Horizontal Pod Autoscaler Status Conditions

Currently, the HPA status conveys the last scale time, current and desired replicas, and the last-retrieved values of the metrics used to autoscale.

However, the status field conveys no information about whether or not the HPA controller encountered difficulties while attempting to fetch metrics, or to scale. While this information is generally conveyed via events, events are difficult to use to determine the current state of the HPA.

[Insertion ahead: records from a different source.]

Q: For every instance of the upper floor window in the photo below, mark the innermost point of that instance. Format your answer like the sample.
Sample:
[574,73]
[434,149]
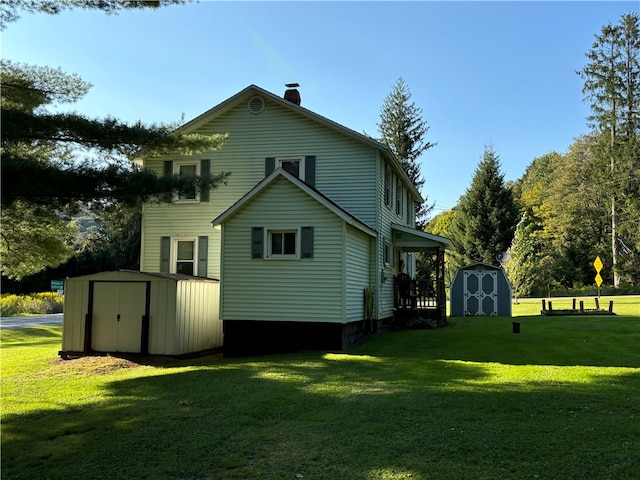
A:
[295,166]
[283,243]
[387,187]
[189,168]
[185,256]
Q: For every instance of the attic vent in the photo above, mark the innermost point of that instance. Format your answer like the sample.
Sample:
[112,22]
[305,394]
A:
[256,105]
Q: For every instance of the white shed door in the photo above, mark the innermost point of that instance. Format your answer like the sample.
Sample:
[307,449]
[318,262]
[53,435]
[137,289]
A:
[118,308]
[480,292]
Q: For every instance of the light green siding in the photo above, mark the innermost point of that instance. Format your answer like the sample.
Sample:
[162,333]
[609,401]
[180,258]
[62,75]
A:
[357,273]
[292,290]
[349,171]
[345,172]
[387,216]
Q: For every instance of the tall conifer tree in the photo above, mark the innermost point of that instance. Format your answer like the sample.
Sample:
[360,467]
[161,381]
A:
[612,87]
[486,215]
[403,129]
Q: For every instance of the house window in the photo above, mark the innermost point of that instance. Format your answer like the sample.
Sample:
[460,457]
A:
[282,244]
[387,256]
[185,256]
[187,169]
[387,187]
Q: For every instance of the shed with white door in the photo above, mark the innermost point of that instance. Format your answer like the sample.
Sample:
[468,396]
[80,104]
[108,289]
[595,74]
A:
[136,312]
[480,289]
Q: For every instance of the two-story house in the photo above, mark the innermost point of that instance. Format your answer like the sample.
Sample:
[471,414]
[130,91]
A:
[312,214]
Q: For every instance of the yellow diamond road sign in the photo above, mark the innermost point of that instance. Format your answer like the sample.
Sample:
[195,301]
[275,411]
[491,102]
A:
[598,265]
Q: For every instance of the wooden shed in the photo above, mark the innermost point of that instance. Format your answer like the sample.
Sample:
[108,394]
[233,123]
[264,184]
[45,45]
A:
[137,312]
[480,289]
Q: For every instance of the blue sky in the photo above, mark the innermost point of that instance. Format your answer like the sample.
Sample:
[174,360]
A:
[499,73]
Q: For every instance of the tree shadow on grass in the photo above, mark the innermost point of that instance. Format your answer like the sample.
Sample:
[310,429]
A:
[563,341]
[329,416]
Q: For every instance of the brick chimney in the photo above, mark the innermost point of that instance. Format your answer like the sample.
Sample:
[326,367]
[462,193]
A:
[292,94]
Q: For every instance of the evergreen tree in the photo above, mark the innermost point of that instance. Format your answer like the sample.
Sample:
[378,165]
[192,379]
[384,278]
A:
[486,215]
[403,129]
[612,87]
[60,162]
[9,9]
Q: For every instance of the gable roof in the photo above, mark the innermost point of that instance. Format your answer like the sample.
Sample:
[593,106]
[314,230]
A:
[415,240]
[309,190]
[252,90]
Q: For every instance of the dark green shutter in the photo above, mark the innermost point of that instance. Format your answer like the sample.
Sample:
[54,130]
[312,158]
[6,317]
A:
[306,244]
[165,254]
[168,171]
[269,165]
[257,239]
[203,254]
[205,172]
[310,170]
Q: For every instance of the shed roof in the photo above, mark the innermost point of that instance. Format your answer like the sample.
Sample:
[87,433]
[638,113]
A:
[480,264]
[167,276]
[305,187]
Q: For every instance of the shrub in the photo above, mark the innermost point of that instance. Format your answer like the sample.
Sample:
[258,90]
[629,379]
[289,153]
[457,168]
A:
[34,304]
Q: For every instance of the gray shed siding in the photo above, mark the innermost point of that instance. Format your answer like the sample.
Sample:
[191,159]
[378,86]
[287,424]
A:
[480,290]
[183,312]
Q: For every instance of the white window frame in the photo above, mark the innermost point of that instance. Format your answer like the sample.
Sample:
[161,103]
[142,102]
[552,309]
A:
[387,254]
[173,266]
[299,159]
[281,256]
[176,170]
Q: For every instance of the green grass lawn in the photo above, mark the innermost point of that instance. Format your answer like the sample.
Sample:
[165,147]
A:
[560,400]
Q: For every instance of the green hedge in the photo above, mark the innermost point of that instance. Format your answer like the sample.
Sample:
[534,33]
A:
[34,304]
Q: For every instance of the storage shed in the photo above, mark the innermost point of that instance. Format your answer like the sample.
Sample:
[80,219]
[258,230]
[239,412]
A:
[480,289]
[137,312]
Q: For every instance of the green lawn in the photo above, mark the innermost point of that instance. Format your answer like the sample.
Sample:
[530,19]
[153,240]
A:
[560,400]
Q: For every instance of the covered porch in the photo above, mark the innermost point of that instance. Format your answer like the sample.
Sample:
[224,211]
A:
[421,301]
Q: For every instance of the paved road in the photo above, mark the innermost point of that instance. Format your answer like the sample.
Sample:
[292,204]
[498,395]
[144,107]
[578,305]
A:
[30,321]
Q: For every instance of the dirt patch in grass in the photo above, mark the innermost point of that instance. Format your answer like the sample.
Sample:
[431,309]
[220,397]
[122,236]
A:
[102,365]
[106,364]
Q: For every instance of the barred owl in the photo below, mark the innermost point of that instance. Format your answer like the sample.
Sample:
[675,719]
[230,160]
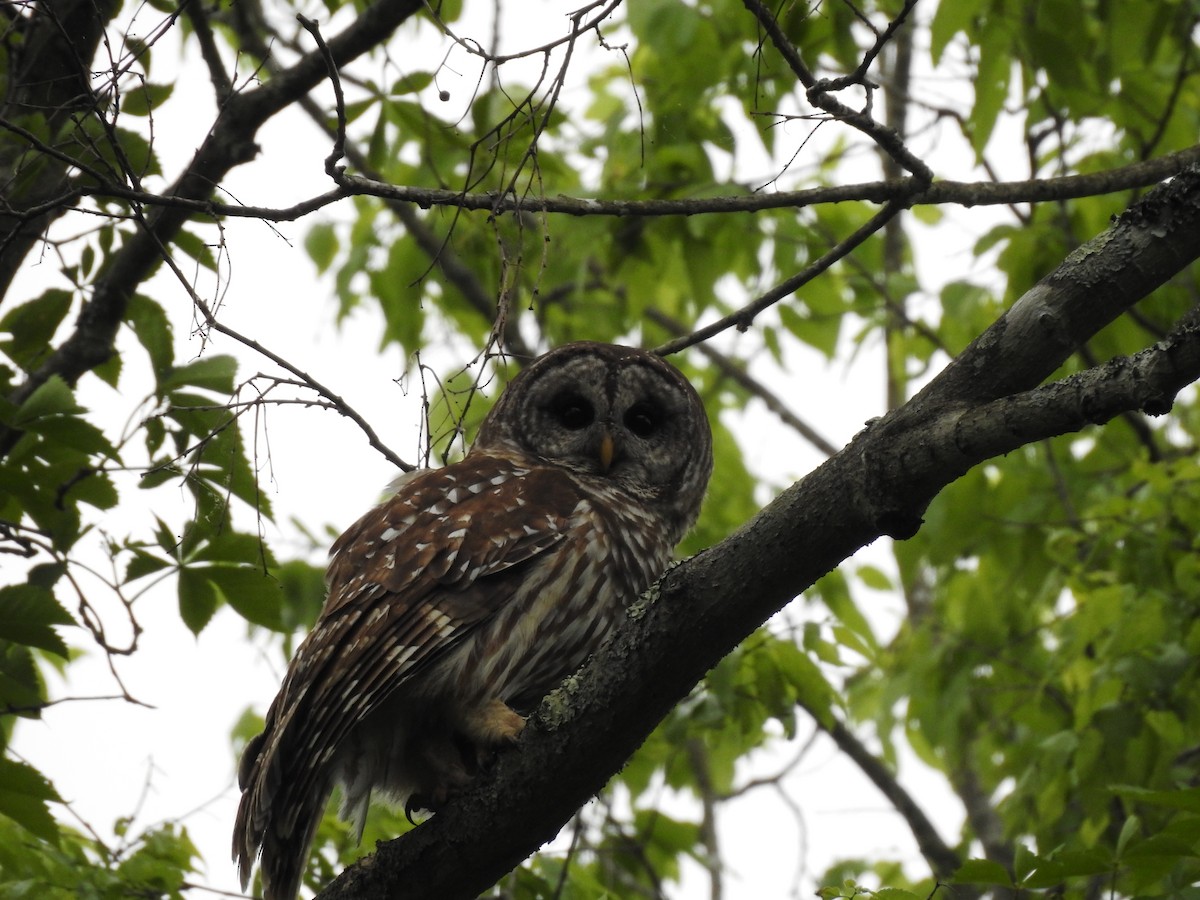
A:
[460,601]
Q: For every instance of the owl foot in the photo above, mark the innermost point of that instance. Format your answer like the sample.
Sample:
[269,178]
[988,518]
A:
[493,724]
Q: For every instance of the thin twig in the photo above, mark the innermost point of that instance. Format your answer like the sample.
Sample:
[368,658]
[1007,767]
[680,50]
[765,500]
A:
[743,318]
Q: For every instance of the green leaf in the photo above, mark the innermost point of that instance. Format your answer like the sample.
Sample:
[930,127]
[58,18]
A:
[197,599]
[24,798]
[982,871]
[149,322]
[28,616]
[411,83]
[52,397]
[255,594]
[145,97]
[1185,798]
[322,245]
[33,325]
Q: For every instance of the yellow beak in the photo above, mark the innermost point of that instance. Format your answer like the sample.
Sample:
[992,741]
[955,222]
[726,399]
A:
[607,450]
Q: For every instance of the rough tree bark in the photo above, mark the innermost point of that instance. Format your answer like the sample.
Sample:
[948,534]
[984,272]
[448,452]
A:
[987,402]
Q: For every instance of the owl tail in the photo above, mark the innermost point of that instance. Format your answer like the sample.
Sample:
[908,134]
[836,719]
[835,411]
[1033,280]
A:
[275,823]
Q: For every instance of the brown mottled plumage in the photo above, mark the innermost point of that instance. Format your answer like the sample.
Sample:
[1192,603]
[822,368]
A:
[459,603]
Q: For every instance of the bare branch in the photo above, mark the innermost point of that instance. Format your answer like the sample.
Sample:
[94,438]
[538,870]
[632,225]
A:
[700,610]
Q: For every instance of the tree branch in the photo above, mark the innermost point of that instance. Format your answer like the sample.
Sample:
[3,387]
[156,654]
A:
[880,484]
[228,144]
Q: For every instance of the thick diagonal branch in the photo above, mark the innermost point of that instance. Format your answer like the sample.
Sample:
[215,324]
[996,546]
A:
[701,610]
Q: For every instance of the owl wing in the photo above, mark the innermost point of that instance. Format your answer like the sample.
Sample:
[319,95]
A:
[407,582]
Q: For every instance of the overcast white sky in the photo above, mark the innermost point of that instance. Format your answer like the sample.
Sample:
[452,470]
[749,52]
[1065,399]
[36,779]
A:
[100,754]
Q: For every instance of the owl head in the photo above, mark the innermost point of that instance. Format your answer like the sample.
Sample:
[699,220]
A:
[610,414]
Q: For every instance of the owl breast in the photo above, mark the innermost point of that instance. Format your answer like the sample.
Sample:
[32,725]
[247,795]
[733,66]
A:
[568,605]
[550,612]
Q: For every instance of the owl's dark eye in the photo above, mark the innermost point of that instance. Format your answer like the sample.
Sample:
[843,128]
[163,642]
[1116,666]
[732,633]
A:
[643,419]
[574,412]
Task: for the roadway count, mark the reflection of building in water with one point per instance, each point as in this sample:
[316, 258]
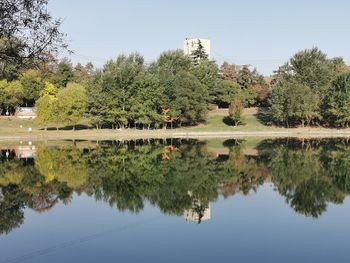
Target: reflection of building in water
[198, 213]
[25, 151]
[21, 152]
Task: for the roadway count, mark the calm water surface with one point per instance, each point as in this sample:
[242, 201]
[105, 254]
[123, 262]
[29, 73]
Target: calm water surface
[175, 201]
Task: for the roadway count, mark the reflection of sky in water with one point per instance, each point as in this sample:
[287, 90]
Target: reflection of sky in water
[259, 227]
[277, 223]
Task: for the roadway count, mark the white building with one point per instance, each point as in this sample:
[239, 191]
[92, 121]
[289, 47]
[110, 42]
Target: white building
[191, 45]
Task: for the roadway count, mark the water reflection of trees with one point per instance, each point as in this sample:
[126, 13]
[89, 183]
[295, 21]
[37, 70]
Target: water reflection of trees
[309, 174]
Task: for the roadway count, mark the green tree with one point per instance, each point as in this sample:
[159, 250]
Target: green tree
[207, 72]
[46, 110]
[226, 92]
[199, 54]
[338, 102]
[32, 85]
[11, 95]
[229, 72]
[64, 74]
[28, 35]
[292, 102]
[117, 80]
[188, 99]
[235, 111]
[71, 104]
[148, 100]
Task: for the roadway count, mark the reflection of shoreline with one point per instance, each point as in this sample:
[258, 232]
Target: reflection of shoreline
[21, 152]
[198, 213]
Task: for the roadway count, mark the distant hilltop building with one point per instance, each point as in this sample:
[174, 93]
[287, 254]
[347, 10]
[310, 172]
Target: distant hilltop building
[191, 45]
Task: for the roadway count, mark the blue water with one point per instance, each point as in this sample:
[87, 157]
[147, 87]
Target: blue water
[259, 227]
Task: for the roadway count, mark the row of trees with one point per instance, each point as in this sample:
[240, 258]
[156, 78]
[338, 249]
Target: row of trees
[172, 91]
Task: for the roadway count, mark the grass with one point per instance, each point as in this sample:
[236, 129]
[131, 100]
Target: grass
[16, 128]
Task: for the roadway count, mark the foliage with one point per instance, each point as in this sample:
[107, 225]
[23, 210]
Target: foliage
[11, 95]
[338, 101]
[32, 86]
[28, 35]
[71, 104]
[46, 110]
[199, 54]
[235, 111]
[207, 72]
[229, 72]
[300, 88]
[64, 74]
[226, 93]
[292, 102]
[188, 99]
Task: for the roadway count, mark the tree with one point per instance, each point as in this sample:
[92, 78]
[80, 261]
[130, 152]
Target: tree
[49, 89]
[292, 102]
[236, 111]
[117, 80]
[81, 74]
[187, 99]
[311, 67]
[199, 54]
[338, 102]
[148, 100]
[229, 72]
[247, 78]
[207, 72]
[11, 95]
[64, 74]
[303, 86]
[169, 64]
[226, 92]
[28, 33]
[46, 110]
[32, 86]
[71, 104]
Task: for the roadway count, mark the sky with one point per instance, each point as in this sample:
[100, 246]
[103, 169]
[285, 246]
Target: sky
[264, 34]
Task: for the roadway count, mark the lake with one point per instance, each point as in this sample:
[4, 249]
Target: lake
[272, 200]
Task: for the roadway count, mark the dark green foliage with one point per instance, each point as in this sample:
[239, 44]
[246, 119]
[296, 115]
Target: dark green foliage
[188, 99]
[129, 94]
[338, 102]
[293, 103]
[225, 93]
[199, 54]
[302, 87]
[64, 74]
[235, 111]
[28, 36]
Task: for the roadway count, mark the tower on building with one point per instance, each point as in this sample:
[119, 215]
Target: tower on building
[191, 44]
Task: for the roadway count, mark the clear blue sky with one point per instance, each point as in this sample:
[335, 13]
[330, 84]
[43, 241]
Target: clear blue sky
[264, 34]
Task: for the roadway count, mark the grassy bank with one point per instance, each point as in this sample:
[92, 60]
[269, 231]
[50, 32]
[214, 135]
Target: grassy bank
[214, 127]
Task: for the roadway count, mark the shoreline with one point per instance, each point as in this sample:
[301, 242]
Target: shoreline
[148, 134]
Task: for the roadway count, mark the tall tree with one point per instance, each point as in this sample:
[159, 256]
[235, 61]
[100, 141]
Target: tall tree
[188, 99]
[32, 84]
[199, 54]
[71, 104]
[28, 33]
[338, 102]
[229, 72]
[64, 74]
[117, 79]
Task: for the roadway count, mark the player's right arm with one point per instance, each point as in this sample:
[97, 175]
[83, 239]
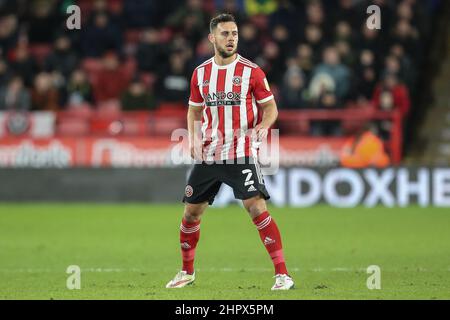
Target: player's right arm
[194, 118]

Other objects, such as Pods, include a Conditions field, which describe the current condition of the object. Adding such a field to the HPA provides clear indications of the current state of the HPA, allowing users to more easily recognize problems in their setups.

API Change

The status of the HPA object will gain a new field, Conditions, of type []HorizontalPodAutoscalerCondition, defined as follows:

// HorizontalPodAutoscalerConditionType are the valid conditions of
// a HorizontalPodAutoscaler (see later on in the proposal for valid
// values)
type HorizontalPodAutoscalerConditionType string

// HorizontalPodAutoscalerCondition describes the state of
// a HorizontalPodAutoscaler at a certain point.
type HorizontalPodAutoscalerCondition struct {
    // type describes the current condition
    Type HorizontalPodAutoscalerConditionType
    // status is the status of the condition (True, False, Unknown)
    Status ConditionStatus
    // LastTransitionTime is the last time the condition transitioned from
    // one status to another
    // +optional
    LastTransitionTime metav1.Time
    // reason is the reason for the condition's last transition.
    // +optional
    Reason string
    // message is a human-readable explanation containing details about
    // the transition
    Message string

Current Conditions Conveyed via Events

The following is a list of events emitted by the HPA controller (as of the writing of this proposal), with descriptions of the conditions which they represent. All of these events are caused by issues which block scaling entirely.

  • SelectorRequired: the target scalable resource’s scale is missing a selector.

  • InvalidSelector: the target scalable’s selector couldn’t be parsed.

  • FailedGet{Object,Pods,Resource}Metric: the HPA controller was unable to fetch one metric.

  • InvalidMetricSourceType: the HPA controller encountered an unknown metric source type.

  • FailedComputeMetricsReplicas: this is fired in conjunction with one of the two previous events.

  • FailedConvertHPA: the HPA controller was unable to convert the given HPA to the v2alpha1 version.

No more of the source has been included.